In 2023, Cygnet became the first independent provider to be accredited by the Carers Trust Triangle of Care programme, in recognition of the work it does to involve the carers of patients.

That same year, the company launched a Carer, Family and Friend strategy to ensure loved ones of patients and residents have access to quality care and support.

=== CQC Feedback ===
In 2011 the company was warned by the Care Quality Commission (CQC) about staffing levels at Cygnet Wing Blackheath. Improvements were still required at the CQC inspection in April 2014.

In 2013 the CQC issued a warning in respect of Cygnet Hospital Bierley because the service was failing to ensure that appropriate records were kept.

Cygnet was the subject of a BBC investigation that found that staff within an inpatient unit previously operated by the Danshell Group, had been taunting, provoking and scaring vulnerable people.

Cygnet Acer Clinic in Chesterfield was placed in special measures in September 2019 and admissions to Cygnet Acer Clinic were suspended. At that point Newbus Grange hospital in Darlington (see below), Cygnet Hospital Ealing, Cygnet Hospital Wyke in Bradford, Cygnet Hospital Coventry and Cygnet Hospital Colchester were also in special measures.

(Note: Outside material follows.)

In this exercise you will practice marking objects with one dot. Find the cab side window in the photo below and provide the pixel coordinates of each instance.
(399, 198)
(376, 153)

After its eighth site, Cygnet Acer Clinic in Derbyshire, was rated "inadequate" in just over a year the company accused the CQC of publishing an "inaccurate picture". The CQC found three-quarters of nursing staff at the Clinic, which provides treatment for 28 female patients with personality disorders and who self-harm, were unqualified, and suspended admissions.

After an assessment of its leadership CQC inspectors said they could not find a "clear line of accountability" across the provider's 140 locations. They said most of the company's services were rated as "good" and some as "outstanding". They found that checks to make sure the directors and board members were 'fit and proper' "had not been carried out" and there was no evidence of references having been taken up during recruitment or that insolvency and bankruptcy searches were done. Cygnet commissioned a corporate governance review by an independent person and took action to make improvements. In response to the CQC review, Cygnet said in a letter published by the BMJ that, following checks verified by lawyers, it was satisfied it was fully compliant and there were no issues around directors' capability, experience, or qualifications.

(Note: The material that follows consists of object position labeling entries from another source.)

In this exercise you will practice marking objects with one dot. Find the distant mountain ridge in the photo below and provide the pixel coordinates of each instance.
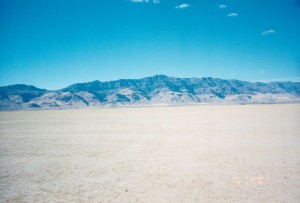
(155, 90)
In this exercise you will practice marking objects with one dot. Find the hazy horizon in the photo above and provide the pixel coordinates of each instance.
(53, 44)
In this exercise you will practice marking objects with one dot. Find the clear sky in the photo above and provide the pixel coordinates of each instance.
(55, 43)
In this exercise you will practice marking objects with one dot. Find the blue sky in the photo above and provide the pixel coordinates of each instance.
(55, 43)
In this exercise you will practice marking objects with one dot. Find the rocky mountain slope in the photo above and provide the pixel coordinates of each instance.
(158, 89)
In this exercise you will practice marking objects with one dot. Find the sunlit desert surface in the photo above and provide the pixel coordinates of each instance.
(209, 153)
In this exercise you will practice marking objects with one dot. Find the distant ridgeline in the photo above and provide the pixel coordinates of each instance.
(156, 90)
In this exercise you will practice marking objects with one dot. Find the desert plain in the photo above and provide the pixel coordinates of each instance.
(205, 153)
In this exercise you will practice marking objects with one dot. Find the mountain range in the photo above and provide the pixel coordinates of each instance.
(155, 90)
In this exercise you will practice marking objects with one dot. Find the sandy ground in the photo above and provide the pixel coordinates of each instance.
(246, 153)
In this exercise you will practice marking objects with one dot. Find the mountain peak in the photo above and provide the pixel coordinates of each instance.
(157, 89)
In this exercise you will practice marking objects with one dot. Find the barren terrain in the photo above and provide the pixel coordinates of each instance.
(208, 153)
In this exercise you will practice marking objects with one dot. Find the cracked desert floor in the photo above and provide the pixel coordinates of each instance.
(208, 153)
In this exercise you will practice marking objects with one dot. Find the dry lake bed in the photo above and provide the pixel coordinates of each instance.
(209, 153)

In April 2021 the company was warned by NHS England that it would not tolerate its repeated service failures in the dozen sites which are directly commissioned by NHSE. In August 2021 it was warned to make rapid improvement actions, which "includes halting further growth plans, while they focus on rapidly delivering patient safety improvements".

==External Visits==

In January 2024, Ben Bradley, former MP for Mansfield, opened the new Cygnet Hospital Sherwood. In his opening speech, he remarked: "Patients deserve the very best support and Cygnet Hospital Sherwood will ensure that happens for East Midlands and Nottinghamshire men who can receive the treatment and care they need close to family and friends."

Nottingham South Labour MP, Lilian Greenwood, visited Cygnet Hospital Clifton in March 2024, and said "staff were clearly passionate about the work they do."

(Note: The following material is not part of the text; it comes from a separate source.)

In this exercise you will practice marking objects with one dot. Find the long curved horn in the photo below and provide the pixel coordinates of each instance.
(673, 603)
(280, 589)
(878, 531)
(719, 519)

Andrew Jones, Conservative MP for Harrogate and Knaresborough, visited Cygnet Hospital Harrogate in March 2023. He said "staff are hard working and passionate people who care deeply for their patients."

In April 2023, Claire Coutinho, Conservative MP for East Surrey, visited Tupwood Gate Nursing Home in Surrey, and said "I was particularly heartened to hear about the work they have done with local children with special educational needs and disabilities, welcoming them into the home to reduce loneliness among their residents."